It is clear that we are living now in a transition period as suited to political writing as were the days of Ship Money or the reign of Queen Anne. Writers can still change history by their pleading, and one who is not political neglects the vital intellectual issues of his time and disdains his material. He is not powerless, like the Symbolists of 1870, the aesthetes of the eighties and nineties, the beer-and-chivalry addicts of the nineteen hundreds or the demobilized Georgian poet on his chicken farm. He is not a victim of his time but a person who can alter it, though if he does not,he may soon find himself victimized. By ignoring the present he condones the future. He has to be political to integrate himself and he must go on being political to protect himself. To-day the forces of life and progress are ranging on one side, those of reaction and death on the other. We are having to choose between democracy and fascism, and fascism is the enemy of art. It is not a question of relative freedom; there are no artists in Fascist countries....Stagnation, fear, violence, and opportunism the characteristics of capitalism preparing for the fray, are no background for a writer and there is a seediness, an ebb of life, a philosophy of taking rather than giving, a bitterness and brutality about right-wing writers now which was absent in those of other days, in seventeenth-century Churchmen or eighteenth-century Tories...

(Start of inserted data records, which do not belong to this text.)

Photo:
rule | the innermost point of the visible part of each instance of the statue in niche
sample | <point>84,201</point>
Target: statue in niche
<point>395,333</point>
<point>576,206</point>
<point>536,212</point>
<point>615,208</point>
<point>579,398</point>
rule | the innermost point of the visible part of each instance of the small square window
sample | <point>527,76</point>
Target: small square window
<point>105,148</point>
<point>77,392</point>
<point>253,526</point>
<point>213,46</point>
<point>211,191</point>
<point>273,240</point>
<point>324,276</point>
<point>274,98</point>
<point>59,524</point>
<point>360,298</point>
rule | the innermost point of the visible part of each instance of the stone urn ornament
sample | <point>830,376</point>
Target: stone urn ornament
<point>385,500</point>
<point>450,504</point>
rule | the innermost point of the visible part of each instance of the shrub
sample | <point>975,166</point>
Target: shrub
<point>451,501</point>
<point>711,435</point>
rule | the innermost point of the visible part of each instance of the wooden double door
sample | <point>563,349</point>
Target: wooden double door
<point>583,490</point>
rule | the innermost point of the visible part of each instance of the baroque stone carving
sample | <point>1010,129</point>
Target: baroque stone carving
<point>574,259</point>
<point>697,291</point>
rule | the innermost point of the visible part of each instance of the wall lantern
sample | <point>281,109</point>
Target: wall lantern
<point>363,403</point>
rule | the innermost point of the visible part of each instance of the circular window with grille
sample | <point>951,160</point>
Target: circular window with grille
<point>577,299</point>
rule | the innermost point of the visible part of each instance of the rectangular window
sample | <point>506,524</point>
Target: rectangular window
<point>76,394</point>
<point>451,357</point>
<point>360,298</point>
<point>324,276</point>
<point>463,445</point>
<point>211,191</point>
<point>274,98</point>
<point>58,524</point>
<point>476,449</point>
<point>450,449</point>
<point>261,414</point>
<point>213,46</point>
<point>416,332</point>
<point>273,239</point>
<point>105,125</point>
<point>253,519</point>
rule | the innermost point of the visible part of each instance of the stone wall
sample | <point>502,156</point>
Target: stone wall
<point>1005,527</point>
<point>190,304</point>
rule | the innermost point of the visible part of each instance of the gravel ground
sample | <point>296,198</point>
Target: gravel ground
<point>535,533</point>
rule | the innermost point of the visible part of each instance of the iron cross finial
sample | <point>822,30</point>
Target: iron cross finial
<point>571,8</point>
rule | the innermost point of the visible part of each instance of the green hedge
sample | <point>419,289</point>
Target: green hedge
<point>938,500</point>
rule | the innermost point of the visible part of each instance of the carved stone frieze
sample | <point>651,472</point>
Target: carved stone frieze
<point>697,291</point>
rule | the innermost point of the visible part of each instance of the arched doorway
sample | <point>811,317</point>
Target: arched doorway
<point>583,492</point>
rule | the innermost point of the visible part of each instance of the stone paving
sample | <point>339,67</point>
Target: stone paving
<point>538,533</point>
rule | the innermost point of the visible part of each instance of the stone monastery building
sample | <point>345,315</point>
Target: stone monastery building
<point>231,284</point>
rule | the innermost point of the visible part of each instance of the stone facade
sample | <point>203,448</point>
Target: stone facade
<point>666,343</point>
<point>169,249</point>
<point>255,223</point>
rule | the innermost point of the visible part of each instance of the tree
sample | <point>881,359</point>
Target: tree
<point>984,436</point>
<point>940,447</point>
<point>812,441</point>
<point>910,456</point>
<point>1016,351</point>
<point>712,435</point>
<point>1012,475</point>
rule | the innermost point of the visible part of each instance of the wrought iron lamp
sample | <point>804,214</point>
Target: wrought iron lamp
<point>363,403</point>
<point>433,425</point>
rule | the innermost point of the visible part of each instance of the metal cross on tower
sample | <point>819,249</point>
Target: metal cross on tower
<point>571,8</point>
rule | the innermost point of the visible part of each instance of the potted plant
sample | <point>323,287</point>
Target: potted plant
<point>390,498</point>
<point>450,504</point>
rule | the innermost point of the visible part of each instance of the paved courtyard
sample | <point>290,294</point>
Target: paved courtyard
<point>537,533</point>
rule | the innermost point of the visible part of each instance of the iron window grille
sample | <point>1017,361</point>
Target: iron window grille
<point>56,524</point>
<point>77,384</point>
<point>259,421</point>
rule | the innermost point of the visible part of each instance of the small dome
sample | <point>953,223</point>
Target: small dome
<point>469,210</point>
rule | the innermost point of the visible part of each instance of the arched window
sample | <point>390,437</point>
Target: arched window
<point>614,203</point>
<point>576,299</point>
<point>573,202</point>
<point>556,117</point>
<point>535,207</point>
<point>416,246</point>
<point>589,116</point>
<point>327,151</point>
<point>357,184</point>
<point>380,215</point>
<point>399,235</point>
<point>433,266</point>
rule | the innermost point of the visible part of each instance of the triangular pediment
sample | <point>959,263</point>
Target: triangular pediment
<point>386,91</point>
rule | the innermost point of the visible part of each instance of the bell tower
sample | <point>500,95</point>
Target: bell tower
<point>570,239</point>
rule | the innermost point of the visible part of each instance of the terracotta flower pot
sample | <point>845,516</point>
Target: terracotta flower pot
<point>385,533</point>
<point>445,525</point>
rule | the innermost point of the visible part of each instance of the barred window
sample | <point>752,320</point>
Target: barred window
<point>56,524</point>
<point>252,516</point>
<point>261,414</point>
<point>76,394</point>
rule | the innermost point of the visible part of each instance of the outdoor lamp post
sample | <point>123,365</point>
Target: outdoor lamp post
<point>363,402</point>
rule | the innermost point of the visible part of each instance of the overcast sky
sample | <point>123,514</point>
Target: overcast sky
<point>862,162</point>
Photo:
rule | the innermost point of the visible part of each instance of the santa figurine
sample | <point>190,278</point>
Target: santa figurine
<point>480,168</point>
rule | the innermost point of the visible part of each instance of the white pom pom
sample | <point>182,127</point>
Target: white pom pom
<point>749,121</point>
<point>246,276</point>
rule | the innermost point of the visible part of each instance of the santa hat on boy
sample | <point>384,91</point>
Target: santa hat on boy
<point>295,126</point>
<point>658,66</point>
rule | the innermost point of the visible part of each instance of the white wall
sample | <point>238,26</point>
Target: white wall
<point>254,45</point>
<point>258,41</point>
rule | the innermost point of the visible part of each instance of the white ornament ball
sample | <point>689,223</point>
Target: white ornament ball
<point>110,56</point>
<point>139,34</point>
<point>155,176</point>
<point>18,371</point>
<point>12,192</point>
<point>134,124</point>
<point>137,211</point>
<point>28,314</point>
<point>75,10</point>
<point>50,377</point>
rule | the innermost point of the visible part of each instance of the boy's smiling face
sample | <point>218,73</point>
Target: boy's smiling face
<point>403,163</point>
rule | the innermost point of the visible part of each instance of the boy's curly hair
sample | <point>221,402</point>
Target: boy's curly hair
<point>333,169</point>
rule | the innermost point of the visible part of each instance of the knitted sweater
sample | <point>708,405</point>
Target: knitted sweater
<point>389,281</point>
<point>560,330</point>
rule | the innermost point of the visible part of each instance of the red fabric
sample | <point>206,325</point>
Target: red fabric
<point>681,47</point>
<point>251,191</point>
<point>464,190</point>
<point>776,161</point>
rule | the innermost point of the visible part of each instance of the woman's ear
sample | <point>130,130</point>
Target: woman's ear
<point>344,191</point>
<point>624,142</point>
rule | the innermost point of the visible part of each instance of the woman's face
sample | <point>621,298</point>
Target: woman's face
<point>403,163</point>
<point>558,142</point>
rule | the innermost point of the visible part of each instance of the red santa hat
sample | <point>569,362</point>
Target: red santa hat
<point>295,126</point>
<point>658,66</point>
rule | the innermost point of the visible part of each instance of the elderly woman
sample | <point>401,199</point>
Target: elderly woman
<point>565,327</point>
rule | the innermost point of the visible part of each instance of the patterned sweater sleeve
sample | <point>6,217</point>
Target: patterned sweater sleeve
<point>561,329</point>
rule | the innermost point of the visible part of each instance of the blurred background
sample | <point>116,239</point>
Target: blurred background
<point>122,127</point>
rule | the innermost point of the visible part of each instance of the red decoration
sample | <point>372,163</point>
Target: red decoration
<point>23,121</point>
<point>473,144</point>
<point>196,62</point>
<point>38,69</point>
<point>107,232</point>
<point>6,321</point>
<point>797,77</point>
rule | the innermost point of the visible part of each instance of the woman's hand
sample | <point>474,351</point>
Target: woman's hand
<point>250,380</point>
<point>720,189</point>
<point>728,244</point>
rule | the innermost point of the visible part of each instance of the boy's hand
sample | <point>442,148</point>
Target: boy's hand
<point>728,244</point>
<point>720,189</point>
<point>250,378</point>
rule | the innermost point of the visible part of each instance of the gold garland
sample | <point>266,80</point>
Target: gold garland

--Cyril Connolly, The Enemies of Promise (1938)
Addendum: The top news stories in the US today? On the domestic front: the US Congress, in its ongoing savaging of the US Constitution, is preparing to hand over absolute power to the plutocrats running the Bush Administration, under the guise of fixing the mess those same plutocrats created (and note, please, that the mainstream media is studiously avoiding asking economists their opinions on the proposed "fix"). On the international front: the US is expanding the "Bush Doctrine" to include Pakistan as the next front for its endless, destructive war fronting its endless, destructive corruption. All this via a "secret" presidential order, made without reference to Congress. In short: a really, really Bad Situation just got really, really dangerous. Is no one really concerned about this? For it certainly looks to the casual eye that as far as the US public goes, it's all just Business As Usual.
More on Connolly's book on the writing life: soon.
ETA: Tom tells me that finally the News Hour (formerly Mc-Neill-Lehrer) has had three economists on. One of them, he said, was even more scathing in his denunciation of the "bail-out" than Paul Krugman.